Tuesday, 13 March 2018

Decision trees for UK voting

The next data-analysis method I'm playing with is decision-tree regression.

It's a method often said to be included in a field of statistical computing (called machine learning, statistical learning, artificial intelligence, data mining, supervised learning, etc). Decision trees usefully split up datasets into groups, often using YES/NO questions at each split.

I'm using data from Qriously (date 2017-06-07) in the run-up to the UK general election. I'm looking only at England & Wales, and I've only considered 3 regressors: gender (0=F, 1=M), age, income. I've considered a YES/NO voting intention for the 5 biggest political parties.
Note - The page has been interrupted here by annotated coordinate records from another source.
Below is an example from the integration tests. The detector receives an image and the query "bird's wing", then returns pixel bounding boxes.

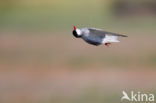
[88,28,127,37]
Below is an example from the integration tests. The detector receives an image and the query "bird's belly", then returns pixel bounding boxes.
[83,37,102,45]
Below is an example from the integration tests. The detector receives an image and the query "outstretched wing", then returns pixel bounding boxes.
[88,28,127,38]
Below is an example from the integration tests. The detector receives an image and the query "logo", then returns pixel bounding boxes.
[121,91,154,102]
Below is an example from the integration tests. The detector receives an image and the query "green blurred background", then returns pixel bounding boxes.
[0,0,156,103]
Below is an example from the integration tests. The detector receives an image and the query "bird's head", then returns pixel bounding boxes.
[73,26,82,38]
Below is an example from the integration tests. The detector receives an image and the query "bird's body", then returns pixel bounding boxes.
[73,26,127,46]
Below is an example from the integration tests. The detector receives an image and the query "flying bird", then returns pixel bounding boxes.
[73,26,127,46]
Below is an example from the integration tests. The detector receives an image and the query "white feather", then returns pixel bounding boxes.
[102,35,120,43]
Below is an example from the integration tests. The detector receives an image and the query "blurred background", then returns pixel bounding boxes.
[0,0,156,103]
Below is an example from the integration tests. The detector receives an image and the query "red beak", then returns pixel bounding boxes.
[74,26,76,30]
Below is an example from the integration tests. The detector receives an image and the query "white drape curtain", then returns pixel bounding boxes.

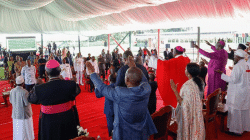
[0,0,250,33]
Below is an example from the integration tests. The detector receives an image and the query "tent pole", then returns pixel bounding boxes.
[129,31,132,50]
[78,35,81,53]
[108,34,110,51]
[197,27,201,62]
[39,34,43,54]
[111,34,128,52]
[158,29,161,56]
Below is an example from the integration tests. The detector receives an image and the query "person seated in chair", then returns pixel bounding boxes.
[87,57,157,140]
The trees are below. Here are some key aspects that jump out:
  • Age seems to be the most important regressor for most parties.
  • CON seems to get many votes from older voters (except if they're poor).
  • CON gets few votes from younger votes (especially poorer voters).
  • CON's best group were older females (not males as one might expect - maybe this is simply a bias of longer life expectancy for females).
  • LAB/CON results are fairly inverted (as we might expect), i.e. poorer and younger voters favouring LAB. 
  • LAB's best group were young, poor females.
  • LAB's worst group are the 65+.
  • LIB seems to do best from low- and middle-income voters, more-so for male voters.
  • LIB's two worst groups are from (a) elderly richer females, and (b) poorer older voters.
  • GRN's voters are generally younger (the one exception being wealthier older females) -- young males is one key group.
  • GRN does badly with (a) older, poorer voters and (b) older, richer males.
  • UKIP voters are generally poorer. One key group being poorer younger males.
There are so many assumptions and drawbacks in these sorts of analyses - but anyway, interesting all the same.


CON: 


LAB: 

LIB: 

UKIP: 

GRN: 

Wednesday, 7 March 2018

Logistic regression

The next data-analysis method I'm playing with is logistic regression (LR).
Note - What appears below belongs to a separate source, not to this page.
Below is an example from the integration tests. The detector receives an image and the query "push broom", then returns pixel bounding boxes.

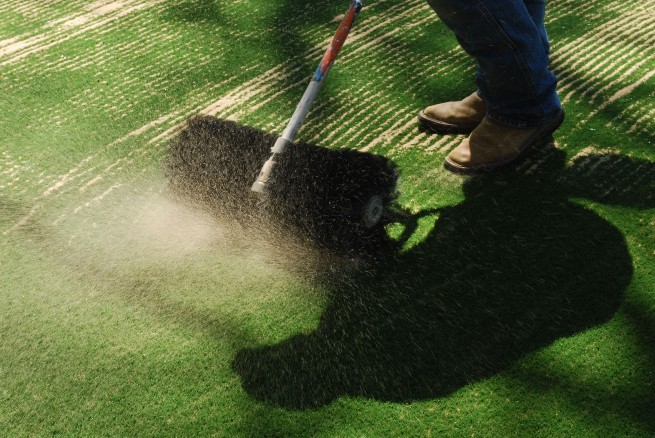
[251,0,384,227]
It's a method often said to be included in a field of statistical computing (called machine learning, statistical learning, artificial intelligence, data mining, unsupervised learning, etc). LR is mostly used in cases of yes/no classifications.
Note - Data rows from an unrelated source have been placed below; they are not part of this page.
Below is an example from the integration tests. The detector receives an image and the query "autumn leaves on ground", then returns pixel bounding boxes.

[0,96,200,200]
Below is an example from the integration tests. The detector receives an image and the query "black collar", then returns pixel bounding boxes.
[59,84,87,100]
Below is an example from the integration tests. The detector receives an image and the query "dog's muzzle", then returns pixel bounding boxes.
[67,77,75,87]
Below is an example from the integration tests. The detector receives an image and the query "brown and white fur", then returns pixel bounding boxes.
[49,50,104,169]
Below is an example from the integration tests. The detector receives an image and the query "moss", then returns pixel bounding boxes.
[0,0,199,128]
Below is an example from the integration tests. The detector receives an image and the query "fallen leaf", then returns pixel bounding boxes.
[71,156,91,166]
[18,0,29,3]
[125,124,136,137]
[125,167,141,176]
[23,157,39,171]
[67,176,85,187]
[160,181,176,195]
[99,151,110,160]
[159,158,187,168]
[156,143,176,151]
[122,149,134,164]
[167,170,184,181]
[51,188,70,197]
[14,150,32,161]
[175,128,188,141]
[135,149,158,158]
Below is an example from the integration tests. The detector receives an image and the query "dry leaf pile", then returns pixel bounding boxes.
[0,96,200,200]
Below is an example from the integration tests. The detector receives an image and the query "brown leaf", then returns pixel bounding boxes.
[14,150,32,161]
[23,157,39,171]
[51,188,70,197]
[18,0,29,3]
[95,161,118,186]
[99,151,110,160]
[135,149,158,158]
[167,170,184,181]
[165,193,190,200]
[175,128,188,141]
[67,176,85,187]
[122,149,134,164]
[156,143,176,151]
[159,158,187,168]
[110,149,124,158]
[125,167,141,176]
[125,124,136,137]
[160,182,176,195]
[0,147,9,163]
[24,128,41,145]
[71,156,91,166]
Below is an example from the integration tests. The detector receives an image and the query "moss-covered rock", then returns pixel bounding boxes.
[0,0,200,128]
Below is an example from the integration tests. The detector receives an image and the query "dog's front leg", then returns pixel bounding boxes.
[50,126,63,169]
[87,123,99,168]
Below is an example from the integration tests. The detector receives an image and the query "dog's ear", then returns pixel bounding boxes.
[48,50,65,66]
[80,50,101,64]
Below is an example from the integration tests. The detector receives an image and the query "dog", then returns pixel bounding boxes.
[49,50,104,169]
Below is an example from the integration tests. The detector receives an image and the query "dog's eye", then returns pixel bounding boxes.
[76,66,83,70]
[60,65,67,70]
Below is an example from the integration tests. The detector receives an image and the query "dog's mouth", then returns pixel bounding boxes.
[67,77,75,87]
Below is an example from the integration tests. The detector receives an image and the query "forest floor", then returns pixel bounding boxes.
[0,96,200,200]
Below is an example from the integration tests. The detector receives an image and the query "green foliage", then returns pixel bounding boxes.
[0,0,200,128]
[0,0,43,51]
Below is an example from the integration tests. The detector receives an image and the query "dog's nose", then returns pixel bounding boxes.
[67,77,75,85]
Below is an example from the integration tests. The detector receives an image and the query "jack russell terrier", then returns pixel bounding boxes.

I'm trying to use data from my previous blogs where possible. So the dataset is not really super suitable for LR (I don't believe I could really use the model result to predict the probability of future undisturbed nights of sleep) - but I'll use it anyway as a data-exploration tool. The data are taken from camera imagery of our baby/toddler's sleep each night (see earlier blog posts).


It is probably possible to estimate, by eye from the red crosses, that there have been more undisturbed nights of sleep in the later months. But the logistic regression makes it clear that there is a positive relationship - i.e. our baby/toddler is sleeping through more and more nights (apparently sleeping through most nights by the end of the year).

Tuesday, 6 March 2018

k-means clustering

I want to play with data. In this case I want to find regimes/clusters in a dataset I saw in book "The Spirit Level" from the Equality Trust. I took the data (year 2010) from GapMinder (Hans Rosling is an idol of mine!).

It's a method in a field of statistical computing (called machine learning, statistical learning, artificial intelligence, data mining, unsupervised learning, etc). The method is called k-means clustering. 'k' simply refers to the number of groups (clusters) in the dataset.

In this case the idea is that once a country reaches a certain level of wealth (about 5000-10000 USD/capita), no longer does life expectancy increase much (or at all) any more with still further increases in wealth.

k=3. When I was at school we were taught mostly about three worlds: under-developed, emerging and developed economies. So the first group includes countries like Mozambique, Malawi, Afghanistan. The second group Russia, India, Chile, China. The final group most western countries (USA, UK, Germany, etc).

k=9. Interestingly with more clusters small features start to emerge, like a group for South Africa and Botswana where increases in wealth have not translated into increases in life expectancy.

With k-means typically equal-size clusters are typical, so small clusters don't emerge, e.g. Bermuda and Luxembourg as the two most-rich per-capita countries.

Monday, 5 March 2018

k-nearest neighbour

I previously made some observations of lake depth in central Finland and plotted them in octave. I let octave use its own smoothing and interpolation between my datapoints. Now I'm curious to look a little at a simple algorithm of my own.

It's a simple method in a field of statistical computing (called machine learning, statistical learning, artificial intelligence, data mining, supervised learning, etc). The method is called k-nearest neighbours. 'k' simply refers to the number of nearest neighbours one takes into account.